Ogni giorno un dramma lontano allarga la nostra angoscia per l'economia che trema mentre il governo fa il gioco delle tre carte. Con tanti problemi non vien voglia di alzare gli occhi verso il futuro, eppure sarebbe bene farlo. Perché fra quarant'anni metà della popolazione del mondo vivrà nelle città, e le abitudini ne saranno sconvolte. Le città restano il laboratorio dove politica, cultura e confronto sociale hanno trasformato la nostra vita. E continueranno ad esserlo ma in modo diverso. Le proiezioni di Anna Tibaijuka, direttrice di Onu-Habitat, annunciano un panorama che fa paura. Fra quarant'anni tre miliardi di persone disperse nelle baracche, fra le immondizie, assedieranno i grattacieli e i giardini delle belle case e i riccioli dei vecchi palazzi dove la storia elabora il potere.

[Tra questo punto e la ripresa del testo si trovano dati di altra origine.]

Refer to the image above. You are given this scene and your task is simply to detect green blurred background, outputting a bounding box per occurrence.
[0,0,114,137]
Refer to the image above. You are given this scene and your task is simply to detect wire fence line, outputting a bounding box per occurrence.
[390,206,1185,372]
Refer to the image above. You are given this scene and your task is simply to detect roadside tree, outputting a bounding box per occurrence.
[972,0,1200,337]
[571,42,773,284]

Un miliardo di emarginati già li guarda così. Ogni anno se ne aggiungono 30 milioni, il doppio degli abitanti di Tokyo, mentre 270mila stracci impantanati nella terra di nessuno - né campagna, né città - muoiono di malattie con tanti nomi da ricondurre a parole semplici: fame, analfabetismo, abbrutimento della violenza che conclude la violenza endemica di questo tipo di esistenza. Guerra invisibile senza caschi blu, dieci volte più micidiale delle statistiche che contano chi cade sparando, o dei maremoti che scuotono la compassione.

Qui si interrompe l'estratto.